When the Nile cruise arrives at Aswan, it will be time for the tour of the astonishing temple of Edfu. This temple is the last huge one built in Ancient Egypt as it dates back to the Ptolemaic period. Luckily, this temple is in a great state of preservation, since it has been covered in sand for centuries. The temple of Edfu was consecrated to the ancient Egyptian god “Horus”, who was represented as a falcon, or a falcon-headed god.

Temple of Kom Ombo

The city of Kom Ombo lies about 45 km to the north of Aswan. It has a unique temple, as it is the only temple in Egypt to be divided into 2 parts consecrated to different gods. The first part was dedicated to the god Horus, and the other one was dedicated to the god Sobek.

The unfinished obelisk

Have you ever asked how ancient Egyptians build their huge obelisks? Actually, the archaeologists came to the answer here at the site of the unfinished obelisk in Aswan. It is an obelisk that was under construction, but cracks prevent workers from finishing the work. On the positive side, this obelisk provides us with information about the stages of erecting huge obelisks in Ancient Egypt.

The temples of Abu Simbel


If you book a long Nile cruise, the itinerary of the journey may comprise the visit to the temples Abu Simbel. The great temple of Abu Simbel is located about 280 km south of Aswan, and it is the largest rock-cut temple in Egypt. It was built by Ramsses II, the powerful pharaoh of the 18th dynasty.
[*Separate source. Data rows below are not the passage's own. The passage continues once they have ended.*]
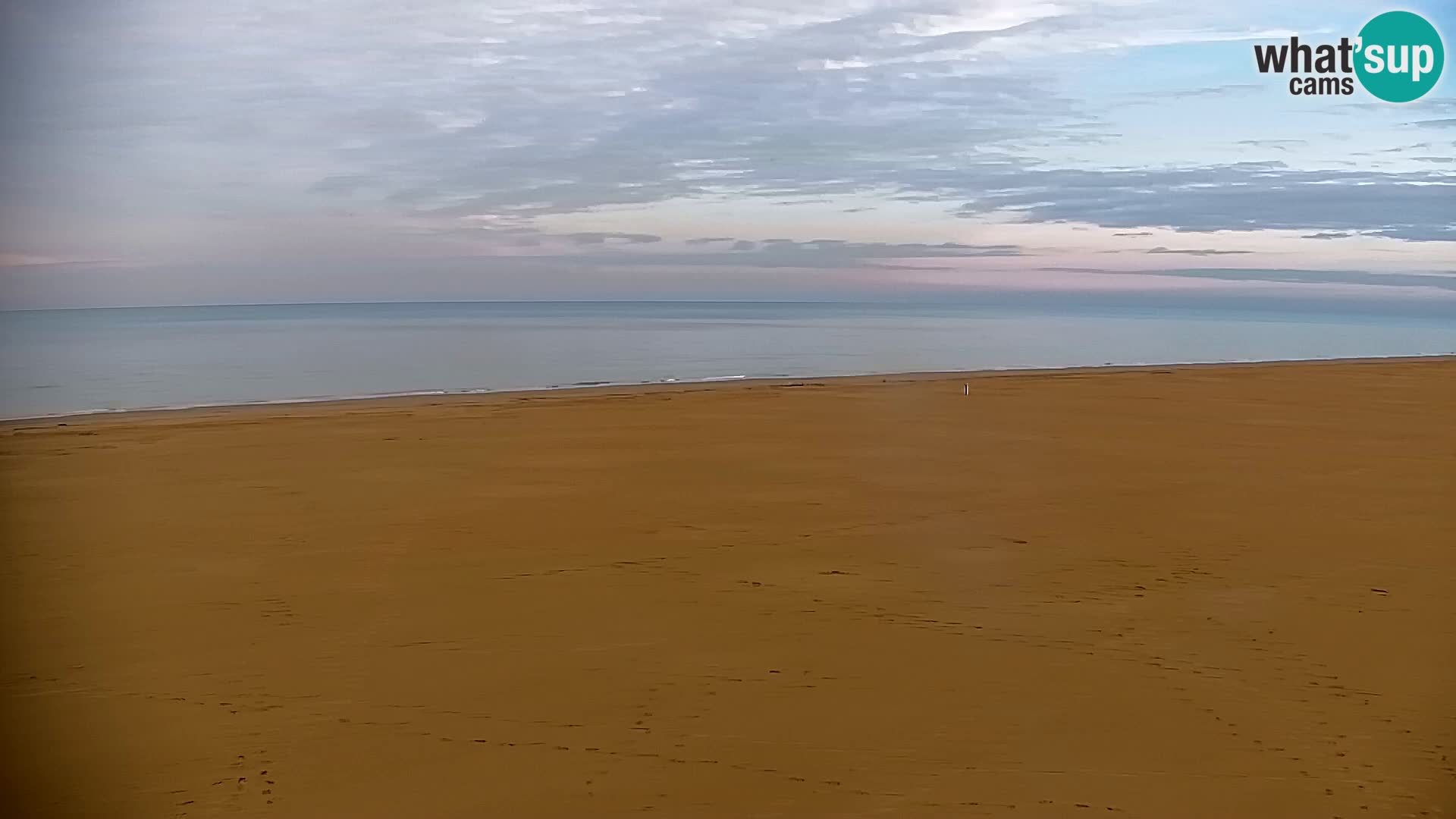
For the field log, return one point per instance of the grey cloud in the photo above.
(783, 254)
(1196, 253)
(1440, 281)
(517, 110)
(587, 238)
(1273, 145)
(1248, 196)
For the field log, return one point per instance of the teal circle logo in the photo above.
(1400, 57)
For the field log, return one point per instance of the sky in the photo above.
(172, 152)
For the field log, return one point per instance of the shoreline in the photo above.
(711, 382)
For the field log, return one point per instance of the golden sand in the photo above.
(1174, 592)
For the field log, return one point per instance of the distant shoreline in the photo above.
(468, 395)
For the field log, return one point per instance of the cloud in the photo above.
(1247, 196)
(1196, 253)
(215, 129)
(1439, 281)
(604, 238)
(1273, 145)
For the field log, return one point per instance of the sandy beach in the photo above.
(1196, 592)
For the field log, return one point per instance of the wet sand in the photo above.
(1196, 592)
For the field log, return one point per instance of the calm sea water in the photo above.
(57, 362)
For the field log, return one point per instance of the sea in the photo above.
(114, 359)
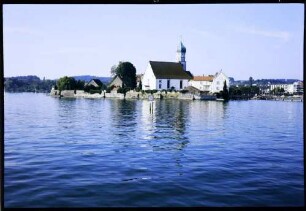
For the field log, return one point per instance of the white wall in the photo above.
(148, 80)
(173, 83)
(201, 85)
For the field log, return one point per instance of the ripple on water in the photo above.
(80, 152)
The facade of the temple of Abu Simbel has 4 giant statues of Ramses II. It is worth mentioning that a huge number of visitors come to the temple to see the phenomenon of sun alignment, which occurs twice every year. In which the sun penetrates the temple and reaches the inner sanctuary to lighten the four statues of gods and Ramses II.

Furthermore, the remarkable fact about the great temple of Abu Simbel is that it was completely dismantled and has been rebuilt again in another location in order to rescue it from the flood of the Nile. Besides this temple, there is another smaller one for “Nefertari ” the wife of Ramses II.